Kitap yorumlarından anladığım kadarıyla başka bir yayınevinin eserini okumadığım için şanssızmışım. Malesef dizgi, imla, çeviri ve baskısı sorunlu bir kopyasını okumuşum.
Eser ilk gerçek üstü yerli eserimizmiş. Simyacı'nın daha çok aramalı, daha çok gelmeli gitmeli, ağa babası bir çalışma ve elbette ait olduğu devrin, 1910ların penceresinden dünyaya, uzaya bakıyor. Aramalı dedim, ne arıyor? Aynı şeyleri arıyor; "Niye bu dünyaya geldik? Mutluluk nedir? Tek miyiz, çift miyiz, hiç miyiz, hep miyiz? Bir lokma, bir hırka mı yoksa altın mı almalı, dolar mı?"
İlgimi çeken iki konu oldu. Birincisi, daha o zamanlar yazar meditasyon ve o esnada çıkarılacak "om" sesinden bahsediyor, Vallahi bravo!
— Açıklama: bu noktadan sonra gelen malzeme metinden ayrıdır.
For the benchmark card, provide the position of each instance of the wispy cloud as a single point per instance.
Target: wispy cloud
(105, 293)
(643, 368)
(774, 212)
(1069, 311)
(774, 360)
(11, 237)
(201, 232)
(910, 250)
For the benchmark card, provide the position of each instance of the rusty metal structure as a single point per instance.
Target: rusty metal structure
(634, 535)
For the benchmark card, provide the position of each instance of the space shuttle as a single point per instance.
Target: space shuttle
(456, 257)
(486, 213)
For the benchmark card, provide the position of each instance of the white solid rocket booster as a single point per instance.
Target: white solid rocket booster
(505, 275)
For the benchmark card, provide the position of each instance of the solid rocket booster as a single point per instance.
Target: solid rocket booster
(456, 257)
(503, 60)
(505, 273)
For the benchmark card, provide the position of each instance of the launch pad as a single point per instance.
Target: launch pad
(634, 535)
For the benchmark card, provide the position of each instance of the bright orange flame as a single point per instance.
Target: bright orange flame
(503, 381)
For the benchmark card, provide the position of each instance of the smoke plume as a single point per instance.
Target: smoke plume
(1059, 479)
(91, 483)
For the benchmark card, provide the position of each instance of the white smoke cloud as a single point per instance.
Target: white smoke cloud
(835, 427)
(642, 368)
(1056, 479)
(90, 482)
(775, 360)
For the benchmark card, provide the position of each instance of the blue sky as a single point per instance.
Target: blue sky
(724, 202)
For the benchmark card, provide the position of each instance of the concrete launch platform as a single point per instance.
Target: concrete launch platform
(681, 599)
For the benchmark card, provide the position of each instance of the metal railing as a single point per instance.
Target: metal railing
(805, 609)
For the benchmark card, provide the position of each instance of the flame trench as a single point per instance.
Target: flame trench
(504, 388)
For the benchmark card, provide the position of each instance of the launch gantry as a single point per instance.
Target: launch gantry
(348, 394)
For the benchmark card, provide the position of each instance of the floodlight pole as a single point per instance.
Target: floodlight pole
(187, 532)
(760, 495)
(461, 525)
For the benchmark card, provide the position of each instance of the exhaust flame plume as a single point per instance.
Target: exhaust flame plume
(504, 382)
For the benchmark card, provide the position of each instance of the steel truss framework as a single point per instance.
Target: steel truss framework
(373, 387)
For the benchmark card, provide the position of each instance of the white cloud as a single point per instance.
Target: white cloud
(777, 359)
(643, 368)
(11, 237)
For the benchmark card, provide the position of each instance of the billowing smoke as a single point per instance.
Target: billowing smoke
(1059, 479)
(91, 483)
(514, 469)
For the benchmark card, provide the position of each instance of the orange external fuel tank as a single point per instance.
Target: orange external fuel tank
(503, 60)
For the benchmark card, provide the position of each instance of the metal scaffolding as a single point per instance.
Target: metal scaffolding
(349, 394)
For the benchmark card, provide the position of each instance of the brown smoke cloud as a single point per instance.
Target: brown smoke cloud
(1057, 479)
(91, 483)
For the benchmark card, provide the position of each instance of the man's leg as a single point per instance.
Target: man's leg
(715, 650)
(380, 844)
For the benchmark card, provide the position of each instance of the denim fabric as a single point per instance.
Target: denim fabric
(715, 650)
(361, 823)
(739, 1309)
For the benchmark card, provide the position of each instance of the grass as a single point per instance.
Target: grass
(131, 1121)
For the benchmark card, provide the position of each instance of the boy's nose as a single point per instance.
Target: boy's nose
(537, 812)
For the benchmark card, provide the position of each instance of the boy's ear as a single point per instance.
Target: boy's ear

İkincisi ise paralel evren, o zamanki adıyla "Cablisa". Yazar diyor ki; böyle acayip bir şehrin olduğunu tarih kitaplarında okumuştum ama şehir coğrafya kitaplarında geçmiyor. Vaay! Harika bir betimleme! Evren ile paralel evren kitapta Cablisa ve Cablika olarak anılıyor.